Ewha Womans University Press
- Parent company: Ewha Womans University
- Status: Active
- Founded: 1949
- Country of origin: South Korea
- Headquarters location: Seoul
- Nonfiction topics: Various
- Official website: EUP official website (in Korean); (in English)

= Ewha Womans University Press =

Korean book publisher

Ewha Womans University Press is a book publisher founded in 1949.

==History==
The Ewha Womans University Press (EUP), the nation's first university press, was founded in 1949. The EUP's mission has been the advancement of academic communities and enlightenment of Korean society by publishing scholarly writings of Korean professors and books for university students, and translating and publishing prominent writings by foreign scholars.

The EUP has firmly established itself as Korea's most prestigious university press in terms of both scope and quality of publications.

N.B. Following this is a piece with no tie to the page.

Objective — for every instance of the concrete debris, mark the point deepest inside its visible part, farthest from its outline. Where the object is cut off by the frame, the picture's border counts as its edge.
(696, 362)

So far EUP has published more than 1,200 titles, of which 600 are currently available at bookstore across Korea.

In order to contribute to maintaining and enhancing the quality of academic publishing, EUP is a member of the following Korean and international publishers organizations:
- Association of Korean University Presses.
- Korean Publishers Association.
- International Association of Scholarly Publishers.

Although associated with the university, EUP operates independently in a regulatory context established by the Ministry of Culture and Tourism.